We also didn’t have many goals. We weren’t trying to reach a summit or finish a route. The aim was to keep the quinzee from collapsing. A couple of times it did, and we were piling and hollowing snow late into the night, a little scared and tired. A monk isn’t chasing an outcome either. The practice is the point. You tend to the requisites, you keep the precepts, and you let the rest go.

The Code

Boy Scouts don’t have a monastic code, but the resemblance is hard to miss. Both come with a moral code the whole community is expected to live by: the Boy Scout Law and the five precepts, respectively. Boy Scouts say a blessing before meals. We treated the building of a shelter with reverence, because doing it sloppily had consequences. There’s a thread connecting “do it right because it matters” to the care a monk brings to the smallest parts of an ordinary day.

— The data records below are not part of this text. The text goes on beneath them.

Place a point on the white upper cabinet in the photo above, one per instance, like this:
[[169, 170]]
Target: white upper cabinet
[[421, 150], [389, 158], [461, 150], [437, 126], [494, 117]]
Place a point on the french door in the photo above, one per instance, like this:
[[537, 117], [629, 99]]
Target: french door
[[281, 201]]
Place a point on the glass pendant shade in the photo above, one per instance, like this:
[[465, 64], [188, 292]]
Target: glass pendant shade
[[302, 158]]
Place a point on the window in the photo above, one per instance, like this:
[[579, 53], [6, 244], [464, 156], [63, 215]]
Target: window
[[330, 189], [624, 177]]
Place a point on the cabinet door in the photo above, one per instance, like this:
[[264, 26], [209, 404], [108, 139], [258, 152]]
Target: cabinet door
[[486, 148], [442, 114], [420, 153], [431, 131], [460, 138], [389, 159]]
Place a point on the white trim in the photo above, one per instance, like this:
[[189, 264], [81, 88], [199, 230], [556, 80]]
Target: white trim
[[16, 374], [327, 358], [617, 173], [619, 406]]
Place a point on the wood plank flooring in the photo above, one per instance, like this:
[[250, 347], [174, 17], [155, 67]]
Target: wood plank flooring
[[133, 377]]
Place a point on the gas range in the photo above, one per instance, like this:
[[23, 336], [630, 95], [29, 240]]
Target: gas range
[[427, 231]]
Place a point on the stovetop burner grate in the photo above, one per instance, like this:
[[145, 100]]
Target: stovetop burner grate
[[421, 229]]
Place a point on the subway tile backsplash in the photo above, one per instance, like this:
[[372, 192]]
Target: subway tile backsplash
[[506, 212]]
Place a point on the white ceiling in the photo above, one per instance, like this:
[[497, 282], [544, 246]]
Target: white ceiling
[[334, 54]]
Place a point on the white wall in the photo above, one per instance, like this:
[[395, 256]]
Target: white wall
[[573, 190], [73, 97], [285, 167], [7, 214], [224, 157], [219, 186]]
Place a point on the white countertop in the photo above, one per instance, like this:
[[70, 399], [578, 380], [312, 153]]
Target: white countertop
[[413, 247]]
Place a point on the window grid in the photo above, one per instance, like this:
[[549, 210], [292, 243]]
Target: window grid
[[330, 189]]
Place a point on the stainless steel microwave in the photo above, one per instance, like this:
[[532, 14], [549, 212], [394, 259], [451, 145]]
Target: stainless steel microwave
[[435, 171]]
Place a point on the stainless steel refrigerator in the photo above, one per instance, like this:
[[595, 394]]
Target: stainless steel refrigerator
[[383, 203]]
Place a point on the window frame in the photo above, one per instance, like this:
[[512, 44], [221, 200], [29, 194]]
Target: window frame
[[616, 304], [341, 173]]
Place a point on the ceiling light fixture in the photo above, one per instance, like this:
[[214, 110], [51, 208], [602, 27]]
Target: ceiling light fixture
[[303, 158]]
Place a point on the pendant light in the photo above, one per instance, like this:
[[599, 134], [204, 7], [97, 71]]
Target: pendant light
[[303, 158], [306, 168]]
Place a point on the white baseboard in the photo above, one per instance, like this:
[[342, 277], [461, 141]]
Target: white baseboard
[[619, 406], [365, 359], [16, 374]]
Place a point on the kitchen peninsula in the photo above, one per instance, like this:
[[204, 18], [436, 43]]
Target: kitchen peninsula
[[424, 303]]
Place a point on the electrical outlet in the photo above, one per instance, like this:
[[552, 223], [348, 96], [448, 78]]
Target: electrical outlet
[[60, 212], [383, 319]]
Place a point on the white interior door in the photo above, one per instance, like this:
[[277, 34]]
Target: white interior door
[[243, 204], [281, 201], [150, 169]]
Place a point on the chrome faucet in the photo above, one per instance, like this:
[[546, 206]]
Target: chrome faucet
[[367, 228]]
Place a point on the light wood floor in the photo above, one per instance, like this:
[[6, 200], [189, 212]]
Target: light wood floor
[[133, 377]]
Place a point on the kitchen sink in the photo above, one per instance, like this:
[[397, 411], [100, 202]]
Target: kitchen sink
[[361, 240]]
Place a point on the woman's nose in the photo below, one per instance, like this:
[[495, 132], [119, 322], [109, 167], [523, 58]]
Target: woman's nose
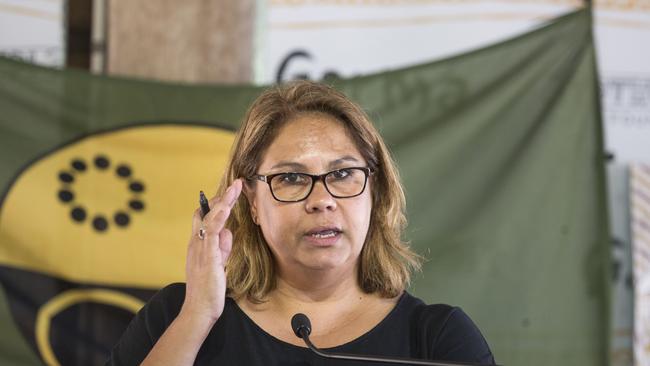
[[320, 199]]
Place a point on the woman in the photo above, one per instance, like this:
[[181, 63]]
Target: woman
[[317, 231]]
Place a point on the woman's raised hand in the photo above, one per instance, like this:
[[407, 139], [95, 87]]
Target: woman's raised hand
[[206, 258]]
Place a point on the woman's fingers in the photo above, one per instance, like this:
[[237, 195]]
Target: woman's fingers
[[225, 244]]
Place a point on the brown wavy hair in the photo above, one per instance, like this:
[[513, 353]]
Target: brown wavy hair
[[386, 262]]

I’m not going to suggest that you need to sleep in a snowbank to deepen your practice. What has stayed with me from those weekends is how little we needed to be all right. Food, something warm to wear, a roof of packed snow, and medicine if it came to that. Everything past that was extra. Maybe sometime this week, when you catch yourself thinking you need one more thing to buy, check, or fix, you might pause and ask which of the four requisites it falls under: food, clothing, shelter, or medicine. If it’s none of them, notice how it feels to skip it.